Sudek’s work from the late 1920s to the late 1930s has generated comparisons to Eugène Atget. Sudek, some critics say, was to Prague what Atget was to Paris. There’s some validity in that assessment in that they were both chroniclers of a great European city. But it’s a facile comparison. Atget worked in obscurity and his images were primarily sociological and documentary. Sudek’s work was distinctly loving and romantic, and he was something of a star in Prague’s artistic circles. He was, after all, the Poet of Prague. It should also be noted that although both Atget and Sudek favored unpopulated cityscapes, they did so for radically different reasons. For Atget, people were a distraction from what he wanted to document. For Sudek, people were apparently a painful reminder of how damaged he was. Even so, I suspect Sudek’s life was more fulfilling than he’d expected it would be.
Then the Nazis came.
In 1939, as German troops marched into Prague, Sudek retreated into his studio. While Europe—and, indeed, the whole world—once again fell into war, Sudek insulated himself—and his work reflected it. The loving, careful attention to detail he’d given to the city, he now gave to his studio and his ‘garden.’ He shot far fewer landscapes and increasingly became involved in still life images. He experimented more, becoming interested in objects as objects. He also used objects as representations of people. Many of his still life photographs could be described as an homage to the people who gave him the objects in the photograph.
As his work became smaller and more simple, it also began to take on a deeper emotional edge. A piece of fruit on a plate, a glass of water on the windowsill—under Sudek’s lens such simple objects seem to acquire a sort of sobriety and gravitas that’s almost at odds with the buoyancy of the light. “Everything around us, dead or alive, in the eyes of a crazy photographer mysteriously takes on many variations,” Sudek said, “so that a seemingly dead object comes to life through light or by its surroundings.”
When the war ended, Sudek emerged from his studio and returned to his life. In many ways, it was almost as if the war years hadn’t happened. Sudek resumed his place as the Poet of Prague. But it was at least partially an illusion. His photography had become increasingly personal. It was less accessible to the outsider, more about his own perceptions, less about his city, more about himself.

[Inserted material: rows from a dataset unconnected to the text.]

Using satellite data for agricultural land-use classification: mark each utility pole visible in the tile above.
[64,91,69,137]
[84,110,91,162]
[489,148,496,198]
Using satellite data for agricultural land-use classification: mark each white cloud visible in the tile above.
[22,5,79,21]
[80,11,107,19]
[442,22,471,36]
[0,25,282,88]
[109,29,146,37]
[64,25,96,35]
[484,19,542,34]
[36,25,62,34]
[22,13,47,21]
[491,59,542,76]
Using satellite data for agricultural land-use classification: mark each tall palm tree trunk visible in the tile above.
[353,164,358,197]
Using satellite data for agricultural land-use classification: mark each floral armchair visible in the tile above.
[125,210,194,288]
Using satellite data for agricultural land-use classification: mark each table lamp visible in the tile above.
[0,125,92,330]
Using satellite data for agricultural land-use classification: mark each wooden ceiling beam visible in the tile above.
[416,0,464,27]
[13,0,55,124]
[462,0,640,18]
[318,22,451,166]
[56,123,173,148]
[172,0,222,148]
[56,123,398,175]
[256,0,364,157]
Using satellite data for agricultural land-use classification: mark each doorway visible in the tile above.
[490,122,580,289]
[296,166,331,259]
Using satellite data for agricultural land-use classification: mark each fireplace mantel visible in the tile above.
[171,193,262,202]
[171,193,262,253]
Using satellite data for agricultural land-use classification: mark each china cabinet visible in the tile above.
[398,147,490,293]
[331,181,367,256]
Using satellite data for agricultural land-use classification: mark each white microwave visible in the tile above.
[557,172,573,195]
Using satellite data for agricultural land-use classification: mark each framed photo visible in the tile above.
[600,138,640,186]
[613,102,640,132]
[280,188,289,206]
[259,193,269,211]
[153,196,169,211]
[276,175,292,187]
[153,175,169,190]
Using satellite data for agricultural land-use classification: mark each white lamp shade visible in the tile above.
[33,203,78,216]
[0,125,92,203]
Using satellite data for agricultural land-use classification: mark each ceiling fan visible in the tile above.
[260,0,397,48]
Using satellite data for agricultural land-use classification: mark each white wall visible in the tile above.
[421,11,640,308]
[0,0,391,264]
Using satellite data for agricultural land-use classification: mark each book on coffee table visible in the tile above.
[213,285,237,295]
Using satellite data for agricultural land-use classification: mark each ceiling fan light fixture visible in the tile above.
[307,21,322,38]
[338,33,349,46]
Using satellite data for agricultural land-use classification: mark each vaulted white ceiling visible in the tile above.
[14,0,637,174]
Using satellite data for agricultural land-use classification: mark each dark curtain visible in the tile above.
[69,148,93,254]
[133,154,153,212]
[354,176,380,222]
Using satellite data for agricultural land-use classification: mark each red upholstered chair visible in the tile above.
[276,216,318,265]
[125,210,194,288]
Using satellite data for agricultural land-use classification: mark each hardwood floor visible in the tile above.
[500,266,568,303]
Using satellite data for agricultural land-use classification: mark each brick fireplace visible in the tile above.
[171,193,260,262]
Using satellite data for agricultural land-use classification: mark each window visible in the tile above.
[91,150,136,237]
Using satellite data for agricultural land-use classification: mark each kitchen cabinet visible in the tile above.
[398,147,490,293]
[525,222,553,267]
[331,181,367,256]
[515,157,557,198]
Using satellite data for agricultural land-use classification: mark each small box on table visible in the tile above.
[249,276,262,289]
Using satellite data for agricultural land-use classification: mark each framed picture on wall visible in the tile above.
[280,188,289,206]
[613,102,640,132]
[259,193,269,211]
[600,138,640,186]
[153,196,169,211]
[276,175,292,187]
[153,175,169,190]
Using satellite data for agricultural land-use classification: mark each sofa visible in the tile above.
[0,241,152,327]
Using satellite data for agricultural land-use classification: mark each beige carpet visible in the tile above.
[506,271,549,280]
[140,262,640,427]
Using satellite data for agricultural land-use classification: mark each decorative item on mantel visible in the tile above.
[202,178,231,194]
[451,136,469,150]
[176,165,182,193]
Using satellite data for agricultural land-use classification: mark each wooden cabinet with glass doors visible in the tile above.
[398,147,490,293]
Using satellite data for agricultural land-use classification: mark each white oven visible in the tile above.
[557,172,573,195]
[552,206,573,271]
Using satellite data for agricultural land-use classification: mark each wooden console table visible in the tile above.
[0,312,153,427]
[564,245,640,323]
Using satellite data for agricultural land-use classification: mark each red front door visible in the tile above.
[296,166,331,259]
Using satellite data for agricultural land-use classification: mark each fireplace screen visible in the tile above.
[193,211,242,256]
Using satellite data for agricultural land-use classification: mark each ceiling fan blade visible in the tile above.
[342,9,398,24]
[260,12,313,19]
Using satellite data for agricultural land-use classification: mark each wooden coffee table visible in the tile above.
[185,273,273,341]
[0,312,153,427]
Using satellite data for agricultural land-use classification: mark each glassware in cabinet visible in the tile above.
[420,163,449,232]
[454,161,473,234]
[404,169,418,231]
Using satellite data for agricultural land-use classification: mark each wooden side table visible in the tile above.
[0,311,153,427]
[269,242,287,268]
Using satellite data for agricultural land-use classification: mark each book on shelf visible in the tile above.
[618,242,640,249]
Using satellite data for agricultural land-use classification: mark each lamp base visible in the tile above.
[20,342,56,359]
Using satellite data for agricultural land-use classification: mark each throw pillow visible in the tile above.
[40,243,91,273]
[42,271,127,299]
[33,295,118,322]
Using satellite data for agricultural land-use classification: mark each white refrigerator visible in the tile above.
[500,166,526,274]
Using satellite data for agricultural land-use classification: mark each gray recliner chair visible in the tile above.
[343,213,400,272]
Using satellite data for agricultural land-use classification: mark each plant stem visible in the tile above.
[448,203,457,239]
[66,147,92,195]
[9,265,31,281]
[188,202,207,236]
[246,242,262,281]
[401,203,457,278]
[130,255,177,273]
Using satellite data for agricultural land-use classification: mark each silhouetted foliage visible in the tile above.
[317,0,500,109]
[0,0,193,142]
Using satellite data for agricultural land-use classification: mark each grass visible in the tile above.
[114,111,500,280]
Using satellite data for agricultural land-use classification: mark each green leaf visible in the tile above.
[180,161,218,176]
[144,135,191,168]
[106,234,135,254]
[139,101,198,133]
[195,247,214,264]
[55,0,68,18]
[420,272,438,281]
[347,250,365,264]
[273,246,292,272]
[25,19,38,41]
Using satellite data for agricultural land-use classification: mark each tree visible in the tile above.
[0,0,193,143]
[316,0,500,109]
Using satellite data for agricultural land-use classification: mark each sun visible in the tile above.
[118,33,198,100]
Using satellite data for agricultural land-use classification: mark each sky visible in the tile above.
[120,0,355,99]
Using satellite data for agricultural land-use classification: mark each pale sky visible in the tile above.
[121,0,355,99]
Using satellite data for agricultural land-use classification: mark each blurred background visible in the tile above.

Throughout the 1950s and 1960s Sudek accrued an avalanche of honors from the city, from the nation, and from the overarching Socialist Republic, as well as from artist’s groups, all which celebrated his body of work. For the first time, however, Sudek’s contemporary work didn’t always receive critical or public success. Following a 1963 exhibit, for example, critics said wrote his work was “too skeptical,” that it was “very fetishistic” or full of “sadness, gloom, dejection, depression.” One wrote he couldn’t “make head or tail of his still lifes, or what they’re supposed to mean.”
Although he was hurt by the critics, Sudek continued to make the sorts of photographs he wanted to make. His early work began to gain the attention of the world’s art communities, and he became still more famous and garnered still more awards and accolades.
By the time of his death in 1976 Sudek was widely recognized as one of Europe’s most influential art photographers. Yet it appears he never considered himself an artist, nor did he think of photography as an art. Photography, he said, “is just a beautiful trade requiring certain taste. It cannot be an art because it is dependent on things that exist without it and apart from it—the world around us.”
The world had been cruel to Josef Sudek. He responded to that cruelty with patience and fortitude and an irrepressible desire to create beauty. It’s something of a miracle that he succeeded.